The film goes on to show the tussle between familial bonds and the need for one’s children to forge their own path. My children are still young, but as my oldest heads towards being a teenager, he is already moving out from our shadow to stand in the light on his own.

I too stand where Raymond did in 1970 (his parents died in 1971). One of the aspects Ethel and Ernest caught achingly well was the lingering of the final years, when one’s opportunity to leave a mark has been and gone. Health declines and a long lonely sleep beckons. My parents are now in their 70s. My dad has Parkinson’s and my Mum this week has had tests for something that may be nothing or may turn out sinister and deadly. Watching Raymond being torn between his own life and the pain of seeing his parents decline was almost too much to bear.

Coincidentally, I’ve been reading a book that dovetails neatly with Ethel and Ernest. A debut novel, Five Rivers Met on a Wooded Plain – a deeply evocative title – is set in the UK, in the provincial city of Salisbury, famous for its spire and proximity to Stonehenge. Author Barney Norris has a deft literary hand that belies his age (28). His story focuses on five ordinary people in an ordinary British city and examines the mundane trials of modern life. There is nothing sensational here, just ordinary people living. All of them could be Ethel or Ernest.
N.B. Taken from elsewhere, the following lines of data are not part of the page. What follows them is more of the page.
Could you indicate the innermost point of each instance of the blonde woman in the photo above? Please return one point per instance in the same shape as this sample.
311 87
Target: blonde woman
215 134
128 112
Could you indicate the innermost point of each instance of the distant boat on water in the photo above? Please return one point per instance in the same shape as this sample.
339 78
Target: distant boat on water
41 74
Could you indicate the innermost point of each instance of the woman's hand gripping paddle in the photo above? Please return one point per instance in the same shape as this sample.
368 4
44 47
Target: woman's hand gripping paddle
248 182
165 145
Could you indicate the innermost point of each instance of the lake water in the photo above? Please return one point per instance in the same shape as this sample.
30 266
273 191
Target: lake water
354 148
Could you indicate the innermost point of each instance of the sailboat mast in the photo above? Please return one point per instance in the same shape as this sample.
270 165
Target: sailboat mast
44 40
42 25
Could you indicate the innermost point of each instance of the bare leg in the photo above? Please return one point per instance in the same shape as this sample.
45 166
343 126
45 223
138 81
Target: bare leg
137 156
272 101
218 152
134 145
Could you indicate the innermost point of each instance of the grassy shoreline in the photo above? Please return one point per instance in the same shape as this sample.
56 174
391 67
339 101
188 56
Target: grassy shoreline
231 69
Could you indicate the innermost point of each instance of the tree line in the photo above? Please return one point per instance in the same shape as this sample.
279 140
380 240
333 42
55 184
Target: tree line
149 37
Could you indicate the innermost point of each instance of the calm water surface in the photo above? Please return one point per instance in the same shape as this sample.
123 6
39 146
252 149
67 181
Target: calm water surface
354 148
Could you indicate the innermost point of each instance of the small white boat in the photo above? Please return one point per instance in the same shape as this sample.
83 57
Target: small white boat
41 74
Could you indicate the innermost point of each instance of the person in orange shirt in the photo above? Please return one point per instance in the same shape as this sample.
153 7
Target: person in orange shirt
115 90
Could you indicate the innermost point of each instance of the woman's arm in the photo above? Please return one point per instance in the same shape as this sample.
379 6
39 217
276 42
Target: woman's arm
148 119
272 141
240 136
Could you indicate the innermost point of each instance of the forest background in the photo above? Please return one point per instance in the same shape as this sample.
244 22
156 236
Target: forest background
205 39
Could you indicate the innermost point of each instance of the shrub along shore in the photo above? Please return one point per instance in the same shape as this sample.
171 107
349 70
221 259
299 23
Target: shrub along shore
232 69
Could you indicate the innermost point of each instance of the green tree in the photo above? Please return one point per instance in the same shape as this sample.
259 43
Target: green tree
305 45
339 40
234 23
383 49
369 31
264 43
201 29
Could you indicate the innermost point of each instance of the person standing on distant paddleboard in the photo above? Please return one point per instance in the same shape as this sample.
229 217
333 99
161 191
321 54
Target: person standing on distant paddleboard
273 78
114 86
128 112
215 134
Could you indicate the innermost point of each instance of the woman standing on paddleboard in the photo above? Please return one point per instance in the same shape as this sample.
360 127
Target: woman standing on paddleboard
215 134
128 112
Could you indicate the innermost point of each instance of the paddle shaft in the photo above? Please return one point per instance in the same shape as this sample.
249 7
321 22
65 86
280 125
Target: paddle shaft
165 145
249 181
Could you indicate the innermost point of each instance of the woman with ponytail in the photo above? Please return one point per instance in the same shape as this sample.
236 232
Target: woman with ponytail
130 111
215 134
Through viewing the same streets through five different pairs of eyes, Norris manages to capture the stages of adulthood, from adolescence up to our final years. His novel ruminates on the inevitability of death, and its profound effect on those who still live, whether it be the loss of a parent, a friend, a spouse, or even a stranger. Like Ethel and Ernest, the book examines the fragility of the bond between parent and child – the inherent sadness of the child growing away from the parent.

“I hate the fact that mothering isn’t just one thing you can get good at and keep improving, but a thousand relationships you have one day after another as your child goes through the shapeshifting process of becoming himself.”

After an odd opening stanza, Norris’ writing is magnificent. Wooded Plain is a deeply moving novel that announces an author with a glittering career ahead of him.

As I sat reading Five Rivers Met on a Wooded Plain, on New Year’s Eve, with the echoes of the death of Carrie Fisher intermingling with the resonance of Ethel and Ernest, I found myself contemplating what my New Year’s Resolutions should be.

If 2016 has taught me anything it’s that life is fleeting. What then, makes for a worthwhile resolution against this backdrop? The usual fallbacks of eating less, reading more, writing more, and playing more games seem redundant. What difference will they make?

I stand caught between my children and my parents, trying to work out who needs my help most. Should my resolutions encompass them? My relationship with both could undoubtedly do with an overhaul, but, probably, my viewpoint should go further than that.

“To use my life as a way of arguing that people should tell stories to each other, share their lives and care about each other. That would have been my kind of politics.” (From Five Rivers Met on a Wooded Plain.)

If I’ve taken anything from Norris and Briggs it’s that kindness and compassion are what’s key to finding something close to contentment. On the face of it, these things are out of vogue in 2016. Selfishness and isolation seem to have taken a grip of the world, or at least the parts I inhabit, but that isn’t the full picture. You might have to look a little harder, thanks to the world’s media building walls between us, but stories of hope and kindness are there. If you don’t believe me start with this post by Col. Chris Hadfield.

All this is a rambling and fragmented way of saying that my 2017 resolution is to be kinder to be people. To look for the best in things, rather than the worst. To be hopeful rather than despairing. To listen rather than assume. Our time here is too short to spend it being mean-spirited or hoarding what we have. The world may feel like an evil galactic empire, but hope and perseverance can win the day. Carrie Fisher may have passed on, but each of us, in our own small way, can still be Princess Leia. This doesn’t have to be a loud rebellion; a quiet one filled with compassion and kindness is a very good place to start.